Well at least you went & tried! & you could try again if you wanted to as well, he just needs to get used to being around dogs, people should have talked to you, that's a bit strange :/ You should always talk at things like that & welcome newbies IMO.


----------



## Pollypiglet (Oct 22, 2011)

Poor you it must be upsetting when you thought you were doing well. The only things I can suggest are that you try and remain upbeat as your dog will pick up on your anxiety and as she will not have a leader she will be fending for herself. Try not to 'reward' barking with treats in attempt to make her stop. Maybe you could try time out if she starts barking take her outside and wait until she is settled and calm then go back in. you may be in and out quite a few times but it may work. I would like to think the trainer would support you and not leave you to flounder.

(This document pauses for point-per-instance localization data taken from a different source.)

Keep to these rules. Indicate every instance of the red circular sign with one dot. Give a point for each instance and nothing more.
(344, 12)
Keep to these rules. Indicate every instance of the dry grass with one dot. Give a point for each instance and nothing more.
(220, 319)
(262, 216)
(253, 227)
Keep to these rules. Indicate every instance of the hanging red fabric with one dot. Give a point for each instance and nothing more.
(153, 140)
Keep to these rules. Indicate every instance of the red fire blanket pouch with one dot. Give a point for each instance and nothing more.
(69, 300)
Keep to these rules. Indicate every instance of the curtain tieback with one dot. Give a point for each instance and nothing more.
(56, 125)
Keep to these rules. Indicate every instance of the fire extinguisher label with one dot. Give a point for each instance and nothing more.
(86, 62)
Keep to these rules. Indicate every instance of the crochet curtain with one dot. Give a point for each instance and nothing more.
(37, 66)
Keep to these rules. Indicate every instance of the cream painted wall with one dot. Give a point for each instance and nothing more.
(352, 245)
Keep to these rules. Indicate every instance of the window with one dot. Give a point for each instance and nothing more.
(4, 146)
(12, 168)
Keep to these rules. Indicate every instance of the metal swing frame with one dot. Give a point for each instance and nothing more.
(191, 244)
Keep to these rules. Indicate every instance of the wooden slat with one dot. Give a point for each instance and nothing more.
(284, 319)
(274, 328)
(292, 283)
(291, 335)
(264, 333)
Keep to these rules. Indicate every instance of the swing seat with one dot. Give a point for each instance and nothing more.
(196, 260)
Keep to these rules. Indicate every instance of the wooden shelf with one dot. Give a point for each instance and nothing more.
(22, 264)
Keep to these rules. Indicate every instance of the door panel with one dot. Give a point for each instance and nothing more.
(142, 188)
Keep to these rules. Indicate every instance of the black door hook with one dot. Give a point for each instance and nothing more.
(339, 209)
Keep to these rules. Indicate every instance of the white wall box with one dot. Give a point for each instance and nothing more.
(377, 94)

Good luck and be happy!!


----------



## holicon (Mar 8, 2011)

thank you Sue. I have now booked us to have a one to one with a different trainer as she wanted to see what he was like and see why he is acting like he does. She didn't just want me to turn up to training classes. There is also another cockapoo that goes there so it will be nice to meet them. I know what you are saying about keep treating him because sometimes I feel he barks, then looks at me for a treat!

I have now got him to roll over and let me step over him when in down position so the training side is doing well.

I will see how we go on Tuesday, looking forward to it.


----------



## Pollypiglet (Oct 22, 2011)

That sounds really great, maybe he is just going through a teenage phase and pushing the boundaries a bit. It is very easy to be an expert on someone elses problems another thing entirely doing it yourself, as I will find out when Hattie comes home. Wish me luck!


----------



## holicon (Mar 8, 2011)

Good luck, when do you bring Hattie home? from what I'm going through now my only advice would be meet lots of dogs. The problem I had was there are a lot of dogs in my village but not many take them for a walk! and the ones he did meet wasn't that friendly.


----------